Would there be an authorized service that will support it in 10 years for instance?

I am near in purchasing this and I was stuck on what storage I would go for (2TB vs 8TB). I know I can get 8TB extra storage cheaper but if it will be replaceable in the future (by non-Apple) I might as well as just go with 2TB for now and upgrade later when the price goes down.
 

LeonPro

macrumors 6502a
Jul 23, 2002
931
510
Apple will sell you the replacement memory if it goes bad as you already know from the Apple store, but because it's a proprietary connector I don't foresee third-party manufacturers being able to provide a replacement. Not to mention replacing that Apple memory is a bit of a process having to restore the T2 chip with another Mac apart from wasting the memory you just bought.

Your only bet is to get extra memory via PCIE slots which is a great thing as it can be faster than the Apple memory.

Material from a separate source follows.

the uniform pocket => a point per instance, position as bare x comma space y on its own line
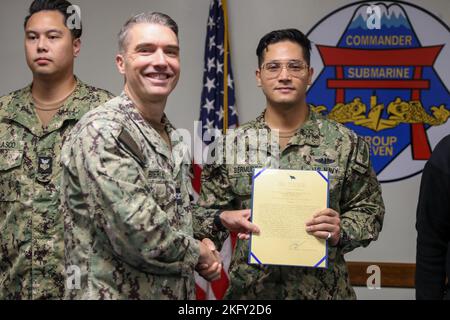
10, 162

I selected the 4TB option since as you also know the pricing isn't bad vs what the market is offering. I don't even know if I can use 1TB altogether within that selection. I added a Samsung 970 m.2 NVME PCIE for my media drive which will serve as the wear and tear drive and then a J2i for my Time Machine which backs up both drive Apple and PCIE drives.

That way the Apple memory will see less wear and I can keep on replacing or adding m.2 NVME drives. I would say select the memory you need with headroom for future expansion on your apps. Then use the remainder of the funds to memory via PCIE slots.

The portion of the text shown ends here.